Limited Text Generation Quality: Autoregressive text generation uses a custom, small transformer, so the generation quality is far below that of LLM-based methods. Integrating an LLM for text generation is a potential future step.
Suboptimal Retrieval Performance: The R@1 score of 5.8% on Text2Shape is significantly lower than Parts2Words (12.7%), which utilizes part labels. Fine-grained shape-to-text matching remains a bottleneck.
Scene Scale: Evaluation is primarily restricted to indoor scenes (ScanNet, S3DIS), while performance on large-scale outdoor scenarios remains unverified.

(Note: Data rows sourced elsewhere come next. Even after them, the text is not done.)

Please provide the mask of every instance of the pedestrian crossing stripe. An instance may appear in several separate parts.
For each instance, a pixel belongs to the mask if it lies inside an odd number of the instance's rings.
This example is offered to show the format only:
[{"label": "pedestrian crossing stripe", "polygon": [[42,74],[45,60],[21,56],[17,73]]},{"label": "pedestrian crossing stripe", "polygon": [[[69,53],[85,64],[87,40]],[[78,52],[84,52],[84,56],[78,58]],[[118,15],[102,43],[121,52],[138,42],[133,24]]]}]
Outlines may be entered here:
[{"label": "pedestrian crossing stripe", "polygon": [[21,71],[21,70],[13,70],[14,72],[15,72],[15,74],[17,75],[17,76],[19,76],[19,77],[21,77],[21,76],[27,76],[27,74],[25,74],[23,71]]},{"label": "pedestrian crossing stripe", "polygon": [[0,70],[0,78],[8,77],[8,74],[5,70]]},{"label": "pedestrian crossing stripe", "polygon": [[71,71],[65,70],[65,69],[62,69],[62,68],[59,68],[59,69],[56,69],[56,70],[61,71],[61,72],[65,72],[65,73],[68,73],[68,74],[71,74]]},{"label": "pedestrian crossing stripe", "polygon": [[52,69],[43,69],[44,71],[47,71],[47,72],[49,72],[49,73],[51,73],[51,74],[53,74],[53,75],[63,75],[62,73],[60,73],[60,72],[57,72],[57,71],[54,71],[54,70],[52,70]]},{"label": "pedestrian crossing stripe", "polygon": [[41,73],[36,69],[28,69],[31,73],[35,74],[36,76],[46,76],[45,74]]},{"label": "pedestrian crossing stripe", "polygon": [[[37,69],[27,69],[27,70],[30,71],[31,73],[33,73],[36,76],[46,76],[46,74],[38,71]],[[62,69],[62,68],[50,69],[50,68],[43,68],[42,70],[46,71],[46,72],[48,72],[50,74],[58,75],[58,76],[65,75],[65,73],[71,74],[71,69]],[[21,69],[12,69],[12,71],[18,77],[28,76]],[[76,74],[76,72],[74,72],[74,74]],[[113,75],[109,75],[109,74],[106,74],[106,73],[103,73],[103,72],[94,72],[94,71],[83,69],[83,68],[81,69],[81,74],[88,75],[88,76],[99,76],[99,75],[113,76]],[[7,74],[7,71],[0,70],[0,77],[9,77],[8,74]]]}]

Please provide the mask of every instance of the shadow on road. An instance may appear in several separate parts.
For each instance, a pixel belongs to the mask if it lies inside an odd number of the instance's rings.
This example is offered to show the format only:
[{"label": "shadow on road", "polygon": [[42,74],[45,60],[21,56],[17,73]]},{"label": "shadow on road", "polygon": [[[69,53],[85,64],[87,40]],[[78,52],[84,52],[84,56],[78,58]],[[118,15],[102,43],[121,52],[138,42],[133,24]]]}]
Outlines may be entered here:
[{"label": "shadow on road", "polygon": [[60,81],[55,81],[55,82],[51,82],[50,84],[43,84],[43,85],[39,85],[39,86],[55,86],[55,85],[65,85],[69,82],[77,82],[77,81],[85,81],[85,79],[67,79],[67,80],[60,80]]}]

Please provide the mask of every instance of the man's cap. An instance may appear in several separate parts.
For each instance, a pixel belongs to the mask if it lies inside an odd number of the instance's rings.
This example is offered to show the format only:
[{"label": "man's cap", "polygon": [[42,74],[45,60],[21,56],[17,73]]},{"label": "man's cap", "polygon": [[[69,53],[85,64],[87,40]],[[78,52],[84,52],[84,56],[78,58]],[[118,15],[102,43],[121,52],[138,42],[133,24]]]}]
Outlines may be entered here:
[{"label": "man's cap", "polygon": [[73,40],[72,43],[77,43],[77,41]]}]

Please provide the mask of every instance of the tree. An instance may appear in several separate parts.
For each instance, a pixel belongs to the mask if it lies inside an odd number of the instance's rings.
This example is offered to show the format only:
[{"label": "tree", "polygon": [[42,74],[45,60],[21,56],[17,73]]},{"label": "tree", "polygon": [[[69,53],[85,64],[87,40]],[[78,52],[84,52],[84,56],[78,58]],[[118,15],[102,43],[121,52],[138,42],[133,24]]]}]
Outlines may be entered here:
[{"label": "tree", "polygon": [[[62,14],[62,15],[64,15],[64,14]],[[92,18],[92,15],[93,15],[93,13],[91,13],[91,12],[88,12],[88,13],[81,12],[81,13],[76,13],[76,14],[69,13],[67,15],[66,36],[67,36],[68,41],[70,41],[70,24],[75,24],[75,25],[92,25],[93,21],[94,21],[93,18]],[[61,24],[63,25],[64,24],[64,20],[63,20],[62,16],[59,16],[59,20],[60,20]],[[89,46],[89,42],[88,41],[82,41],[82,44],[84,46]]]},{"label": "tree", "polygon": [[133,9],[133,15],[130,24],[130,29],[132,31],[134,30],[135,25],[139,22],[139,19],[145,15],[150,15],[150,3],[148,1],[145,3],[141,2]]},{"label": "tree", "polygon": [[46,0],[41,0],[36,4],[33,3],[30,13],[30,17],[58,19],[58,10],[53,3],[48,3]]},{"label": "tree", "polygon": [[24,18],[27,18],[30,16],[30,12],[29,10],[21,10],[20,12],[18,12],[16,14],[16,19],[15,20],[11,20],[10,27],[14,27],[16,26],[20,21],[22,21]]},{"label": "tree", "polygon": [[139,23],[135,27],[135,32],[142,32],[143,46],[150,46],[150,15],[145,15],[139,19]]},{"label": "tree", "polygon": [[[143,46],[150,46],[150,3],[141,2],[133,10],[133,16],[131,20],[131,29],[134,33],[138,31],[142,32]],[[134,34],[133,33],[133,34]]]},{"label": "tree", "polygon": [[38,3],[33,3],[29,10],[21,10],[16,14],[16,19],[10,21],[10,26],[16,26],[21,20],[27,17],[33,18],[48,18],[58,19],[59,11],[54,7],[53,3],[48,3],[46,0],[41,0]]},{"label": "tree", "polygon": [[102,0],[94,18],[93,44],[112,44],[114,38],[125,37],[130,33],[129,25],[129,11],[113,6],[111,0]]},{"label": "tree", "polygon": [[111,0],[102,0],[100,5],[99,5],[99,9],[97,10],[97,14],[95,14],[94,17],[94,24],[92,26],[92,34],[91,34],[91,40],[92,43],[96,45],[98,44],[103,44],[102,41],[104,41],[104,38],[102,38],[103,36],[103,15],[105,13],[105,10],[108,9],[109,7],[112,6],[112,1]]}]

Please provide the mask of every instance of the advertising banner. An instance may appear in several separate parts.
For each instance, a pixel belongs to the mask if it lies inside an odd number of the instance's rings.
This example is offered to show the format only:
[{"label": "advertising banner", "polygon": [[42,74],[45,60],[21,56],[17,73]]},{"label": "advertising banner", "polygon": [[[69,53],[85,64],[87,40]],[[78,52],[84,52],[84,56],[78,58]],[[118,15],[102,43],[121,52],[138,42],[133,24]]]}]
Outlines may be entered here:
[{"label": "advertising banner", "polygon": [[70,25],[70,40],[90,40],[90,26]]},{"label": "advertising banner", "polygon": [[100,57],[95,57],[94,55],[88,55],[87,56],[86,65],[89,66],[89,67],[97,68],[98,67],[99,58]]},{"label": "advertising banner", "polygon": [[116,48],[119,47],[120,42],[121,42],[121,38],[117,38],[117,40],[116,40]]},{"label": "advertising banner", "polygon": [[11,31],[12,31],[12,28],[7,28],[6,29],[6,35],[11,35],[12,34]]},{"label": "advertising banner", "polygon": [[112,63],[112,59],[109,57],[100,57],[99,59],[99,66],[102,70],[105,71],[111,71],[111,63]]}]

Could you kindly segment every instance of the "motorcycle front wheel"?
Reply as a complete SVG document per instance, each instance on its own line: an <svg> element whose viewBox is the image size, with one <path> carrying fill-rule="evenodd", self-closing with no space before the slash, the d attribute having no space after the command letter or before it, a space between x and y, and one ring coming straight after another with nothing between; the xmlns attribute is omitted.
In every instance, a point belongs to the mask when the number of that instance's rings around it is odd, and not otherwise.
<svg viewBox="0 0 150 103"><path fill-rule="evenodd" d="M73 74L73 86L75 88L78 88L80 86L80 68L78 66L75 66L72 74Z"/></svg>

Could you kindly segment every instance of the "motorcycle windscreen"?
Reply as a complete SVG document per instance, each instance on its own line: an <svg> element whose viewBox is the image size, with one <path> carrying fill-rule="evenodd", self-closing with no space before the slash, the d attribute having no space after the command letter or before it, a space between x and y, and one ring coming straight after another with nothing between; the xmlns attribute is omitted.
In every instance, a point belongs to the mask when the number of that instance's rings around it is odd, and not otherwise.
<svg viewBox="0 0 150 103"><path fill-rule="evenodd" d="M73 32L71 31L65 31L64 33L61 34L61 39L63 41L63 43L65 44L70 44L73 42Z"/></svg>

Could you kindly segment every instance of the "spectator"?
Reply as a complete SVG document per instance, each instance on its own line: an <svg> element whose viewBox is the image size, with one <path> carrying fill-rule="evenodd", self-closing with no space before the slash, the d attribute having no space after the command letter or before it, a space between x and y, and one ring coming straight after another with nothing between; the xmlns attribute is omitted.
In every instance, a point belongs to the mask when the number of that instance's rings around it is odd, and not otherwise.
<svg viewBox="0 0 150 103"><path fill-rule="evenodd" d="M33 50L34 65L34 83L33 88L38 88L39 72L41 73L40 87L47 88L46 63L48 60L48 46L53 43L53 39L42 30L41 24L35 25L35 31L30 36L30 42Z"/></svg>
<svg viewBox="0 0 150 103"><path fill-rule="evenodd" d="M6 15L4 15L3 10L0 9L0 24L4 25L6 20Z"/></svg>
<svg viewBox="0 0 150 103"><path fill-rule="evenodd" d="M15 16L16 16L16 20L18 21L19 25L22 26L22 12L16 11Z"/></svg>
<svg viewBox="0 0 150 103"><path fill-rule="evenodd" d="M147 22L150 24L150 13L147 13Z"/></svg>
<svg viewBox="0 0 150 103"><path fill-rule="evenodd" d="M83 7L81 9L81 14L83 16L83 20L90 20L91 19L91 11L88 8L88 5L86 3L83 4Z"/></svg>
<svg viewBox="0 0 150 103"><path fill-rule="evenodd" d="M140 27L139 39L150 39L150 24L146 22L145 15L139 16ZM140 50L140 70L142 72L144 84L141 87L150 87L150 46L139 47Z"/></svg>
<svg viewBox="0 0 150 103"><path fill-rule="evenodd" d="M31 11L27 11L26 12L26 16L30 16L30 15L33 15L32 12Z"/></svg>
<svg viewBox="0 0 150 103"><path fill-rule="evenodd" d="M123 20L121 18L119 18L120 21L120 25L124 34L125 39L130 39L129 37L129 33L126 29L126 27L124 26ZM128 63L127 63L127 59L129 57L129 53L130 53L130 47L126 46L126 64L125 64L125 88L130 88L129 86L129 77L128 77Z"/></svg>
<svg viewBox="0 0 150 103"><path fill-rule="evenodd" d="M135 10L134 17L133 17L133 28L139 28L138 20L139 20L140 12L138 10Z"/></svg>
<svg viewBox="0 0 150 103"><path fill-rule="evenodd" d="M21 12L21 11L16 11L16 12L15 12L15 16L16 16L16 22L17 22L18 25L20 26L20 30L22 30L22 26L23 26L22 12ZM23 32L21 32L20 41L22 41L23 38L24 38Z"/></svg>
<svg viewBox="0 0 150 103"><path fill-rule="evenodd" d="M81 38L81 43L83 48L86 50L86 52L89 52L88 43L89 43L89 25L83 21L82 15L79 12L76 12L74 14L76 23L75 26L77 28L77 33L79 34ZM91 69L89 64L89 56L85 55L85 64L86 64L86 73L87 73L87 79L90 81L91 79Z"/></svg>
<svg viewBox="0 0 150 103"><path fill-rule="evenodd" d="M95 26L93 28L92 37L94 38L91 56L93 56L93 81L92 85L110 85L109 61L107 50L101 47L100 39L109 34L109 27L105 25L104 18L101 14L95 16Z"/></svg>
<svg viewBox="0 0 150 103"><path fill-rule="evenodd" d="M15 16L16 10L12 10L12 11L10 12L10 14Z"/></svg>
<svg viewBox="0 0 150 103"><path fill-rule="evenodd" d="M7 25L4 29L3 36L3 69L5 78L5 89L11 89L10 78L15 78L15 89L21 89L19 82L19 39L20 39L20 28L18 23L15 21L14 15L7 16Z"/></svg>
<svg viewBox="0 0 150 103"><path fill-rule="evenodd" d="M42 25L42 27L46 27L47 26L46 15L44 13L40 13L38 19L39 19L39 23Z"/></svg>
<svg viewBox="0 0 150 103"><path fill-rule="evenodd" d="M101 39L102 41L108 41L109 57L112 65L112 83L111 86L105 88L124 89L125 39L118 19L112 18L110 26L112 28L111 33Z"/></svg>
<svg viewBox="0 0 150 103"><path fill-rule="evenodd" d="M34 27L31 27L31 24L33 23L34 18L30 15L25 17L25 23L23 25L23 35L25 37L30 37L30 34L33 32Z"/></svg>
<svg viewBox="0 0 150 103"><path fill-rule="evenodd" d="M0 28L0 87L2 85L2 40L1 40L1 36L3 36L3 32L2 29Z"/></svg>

vs X-Decoder: X-Decoder pioneered functional unification in the 2D domain. Uni3DL successfully extends this ideology to 3D point clouds, with key differences lying in the 3D voxel sampling strategy and the 3D U-Net backbone.
vs 3D-VisTA: 3D-VisTA also circumvents multi-view projections during pre-training, but still requires separate fine-tuning of independent task heads for downstream tasks. Uni3DL enjoys higher degree of parameter sharing.
vs PointLLM: PointLLM integrates Vicuna for superior text generation, but does not support dense prediction tasks. Uni3DL maintains an edge with its comprehensive multi-task coverage.
Insights: The encoder-decoder-router unified framework paradigm can be generalized to other modalities (e.g., audio-language). The key is to design sufficiently versatile decoder outputs (the combination of semantics and masks is indeed highly adaptable).

Rating¶

Novelty: ⭐⭐⭐⭐ First comprehensive realization of the functional unification paradigm in 3D, though individual components are mostly combinations of existing techniques.
Experimental Thoroughness: ⭐⭐⭐⭐⭐ Extremely thorough, with support across 6 major tasks, 5 datasets, and detailed ablation analyses.
Writing Quality: ⭐⭐⭐⭐ Clear structure; the task-method comparison in Table 1 is immediately informative.
Value: ⭐⭐⭐⭐ Establishes a strong baseline for 3D unified modeling, though independent training without utilizing 2D pretraining limits its practical competitiveness.